Riding high at nearly 3000m, the beautiful Seven Color Lake (Chi Chai Lake) is one of the big highlights of the ride.
Riding high in Taiwan's central mountain range
Taiwan's high mountains are full of mysterious sights. The uniquely beautiful Chi Chai Lake adds a further air of mystery to its mountain setting. To lift the shroud of mystery and view the marvelous scenery at the heart of Taiwan's Central Mountain Range, we loaded up our gear and set off on the grueling "4WD + 2" trek to the lake.
Setting out from Shuili, we passed through Tili Village and eventually came to the Sunhai Bridge. Ahead of us lay only the snaking Chuoshui River valley, choked in places with fallen rocks. We gazed in wonder at the beauty of the gorge as we proceeded to negotiate the steep uphill terrain.
We reached the guard station, where the Type A mountain passes that we had obtained earlier were inspected, and entered the off-road section of the Tanta Forest Road. Because this road (still under construction) is heavily used, it's dusty in good weather and extremely muddy in rainy weather. To keep their bikes clean, our experienced companions had already put them inside our trusty jeeps. The winding road had climbed steeply since we left Shuili, and the vehicle mileage was far greater than the actual distance we had traveled. We were dependent on our altimeter and watches to judge our position on the map.

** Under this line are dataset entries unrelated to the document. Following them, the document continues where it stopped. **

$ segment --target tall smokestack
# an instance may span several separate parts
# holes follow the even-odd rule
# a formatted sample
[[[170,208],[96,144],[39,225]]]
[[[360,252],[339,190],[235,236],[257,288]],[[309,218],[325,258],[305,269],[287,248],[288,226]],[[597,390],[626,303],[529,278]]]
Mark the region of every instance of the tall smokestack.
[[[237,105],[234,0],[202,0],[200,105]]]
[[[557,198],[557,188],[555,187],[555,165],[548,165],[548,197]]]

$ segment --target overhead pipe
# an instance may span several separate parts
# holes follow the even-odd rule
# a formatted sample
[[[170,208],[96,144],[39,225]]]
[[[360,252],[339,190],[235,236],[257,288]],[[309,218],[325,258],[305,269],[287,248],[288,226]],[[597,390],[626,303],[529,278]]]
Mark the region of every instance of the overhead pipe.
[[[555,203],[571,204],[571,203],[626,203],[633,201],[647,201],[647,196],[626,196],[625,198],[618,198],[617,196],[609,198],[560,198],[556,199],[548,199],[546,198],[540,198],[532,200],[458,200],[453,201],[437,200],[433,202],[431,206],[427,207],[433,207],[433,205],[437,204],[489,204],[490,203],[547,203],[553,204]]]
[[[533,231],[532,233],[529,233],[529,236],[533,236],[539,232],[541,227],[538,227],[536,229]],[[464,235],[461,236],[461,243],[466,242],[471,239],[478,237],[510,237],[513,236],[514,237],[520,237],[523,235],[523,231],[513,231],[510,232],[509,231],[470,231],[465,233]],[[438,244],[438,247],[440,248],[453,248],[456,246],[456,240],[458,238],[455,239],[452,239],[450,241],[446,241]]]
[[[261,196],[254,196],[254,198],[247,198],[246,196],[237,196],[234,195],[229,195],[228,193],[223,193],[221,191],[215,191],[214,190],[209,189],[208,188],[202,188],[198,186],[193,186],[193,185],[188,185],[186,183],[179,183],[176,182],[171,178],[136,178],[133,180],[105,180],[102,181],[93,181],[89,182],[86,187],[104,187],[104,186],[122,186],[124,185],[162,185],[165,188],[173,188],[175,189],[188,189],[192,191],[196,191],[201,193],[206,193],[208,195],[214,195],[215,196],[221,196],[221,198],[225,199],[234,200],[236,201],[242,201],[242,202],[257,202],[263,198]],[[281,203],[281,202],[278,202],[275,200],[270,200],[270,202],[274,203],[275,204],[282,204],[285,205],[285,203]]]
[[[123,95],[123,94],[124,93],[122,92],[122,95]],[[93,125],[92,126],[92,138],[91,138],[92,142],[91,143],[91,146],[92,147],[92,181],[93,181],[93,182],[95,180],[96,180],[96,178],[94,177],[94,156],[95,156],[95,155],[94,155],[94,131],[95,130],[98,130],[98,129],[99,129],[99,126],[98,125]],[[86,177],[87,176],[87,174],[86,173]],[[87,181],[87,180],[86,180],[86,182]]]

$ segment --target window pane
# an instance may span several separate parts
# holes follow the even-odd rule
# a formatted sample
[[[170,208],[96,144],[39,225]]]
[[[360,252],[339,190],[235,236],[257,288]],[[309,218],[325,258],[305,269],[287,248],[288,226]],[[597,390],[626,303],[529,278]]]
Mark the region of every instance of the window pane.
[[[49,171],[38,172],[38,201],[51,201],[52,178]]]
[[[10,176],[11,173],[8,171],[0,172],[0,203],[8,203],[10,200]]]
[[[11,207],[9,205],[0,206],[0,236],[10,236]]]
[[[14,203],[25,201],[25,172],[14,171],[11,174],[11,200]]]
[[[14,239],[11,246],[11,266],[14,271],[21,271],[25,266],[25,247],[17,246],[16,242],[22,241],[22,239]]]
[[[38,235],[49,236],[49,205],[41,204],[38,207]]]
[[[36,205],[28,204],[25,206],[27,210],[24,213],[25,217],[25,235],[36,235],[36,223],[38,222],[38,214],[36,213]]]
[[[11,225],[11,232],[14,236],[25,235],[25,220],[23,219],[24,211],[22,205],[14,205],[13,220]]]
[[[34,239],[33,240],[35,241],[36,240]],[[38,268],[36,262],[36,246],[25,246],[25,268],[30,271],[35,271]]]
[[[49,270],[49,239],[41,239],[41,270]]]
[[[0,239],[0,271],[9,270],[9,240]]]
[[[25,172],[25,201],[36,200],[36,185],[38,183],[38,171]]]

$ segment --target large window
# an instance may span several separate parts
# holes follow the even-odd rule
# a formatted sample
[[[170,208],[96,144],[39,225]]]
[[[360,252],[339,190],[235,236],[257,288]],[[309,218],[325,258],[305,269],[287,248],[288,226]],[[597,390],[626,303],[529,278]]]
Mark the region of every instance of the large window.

The main purpose of this trip was to explore these backroads and go down to check out Kashe Creek. Kashe Creek originates from the south side of the Kanchuowan Mountain District and is one of the main upper tributaries of the Chuoshui River. Considered the most beautiful tributary of the Chuoshui River, Kashe Creek has been nicknamed the "Crystal Palace." But although we had hoped to continue riding our mountain bikes from Haitien Temple, when we arrived at Tanyeh Farm some local people told us that the road had been temporarily closed while the harvest of high-altitude vegetables was underway. Just when everyone was despondent at this setback, the villagers also told us that road conditions on the route to Chi Chai Lake were good, and that 4WD vehicles should be able to make it as far as the lakeside power line maintenance shelter. This was quite different from the trip we had planned, and we knew that, in order to protect the fragile environment, motor vehicles shouldn't come close to the lake. This inspired us to pick up our pace in hope of camping near the lake by nightfall. We looked forward to seeing sunrise and the dazzling multicolored play of light on the water - the legendary enchantments of Chi Chai Lake - on the following day.
Location of Chi Chai Lake
Chi Chai Lake is located at an elevation of 2,880 meters along the boundary between Hsinyi Township in Nantou County and Wanjung Township in Hualien County, near the central point of the Central Mountain Range. A forest road leads from the town of Shuili through Tili Village and over the Sunhai Bridge (Wanta Creek and Kashe Creek join at this point to become the Chuoshui River). The Tanta Forest Road, which winds its way through the high peaks of the Central Mountain Range for over 70 kilometers, was built in earlier days for logging and farming in mountainous areas. While logging came to an end some years ago, the road is still maintained for use in tree-planting and forestry work. A high-voltage power line was built along the road a few years ago as part of the plan to transfer electricity from western to eastern Taiwan. This power line is now used to bring electricity from Mingtan Reservoir to Fenglin Township in Hualien County, and the Tanta forest road and Wanjung forest road have been joined to facilitate maintenance work.
A High Mountain Sunrise Prelude
The sky had already turned silvery gray like a fish's belly by 4:30 in the morning. We got on our steeds and followed the trail up to the lakeside. It took no more than 20 minutes to reach the high point near Chi Chai Lake. Around 5:30, the pink clouds, the emerging sun, and the sea of clouds below were like an orchestra playing a well-rehearsed prelude to our ardent applause. By the time we returned to the lakeside after watching the sunrise, even just standing there was enough to make us feel that the trip had been worthwhile. The lake shone like a mirror, and the sparkling sunrays coaxed a wealth of hues from its depths. This captivating lake is lovely from every angle, and it's not surprising that many people believe that Chi Chai Lake is Taiwan's holiest lake.
We later rode our mountain bikes down the 12 kilometers offroad from the lake to the trailhead. This section of the road passes through unspoiled mountain forests, and although it generally descends, there are many ups and downs, and it is well suited to full suspension bikes. We made it back to the trailhead by noon, and then prepared to return home and ended our challenging and unforgettable trip.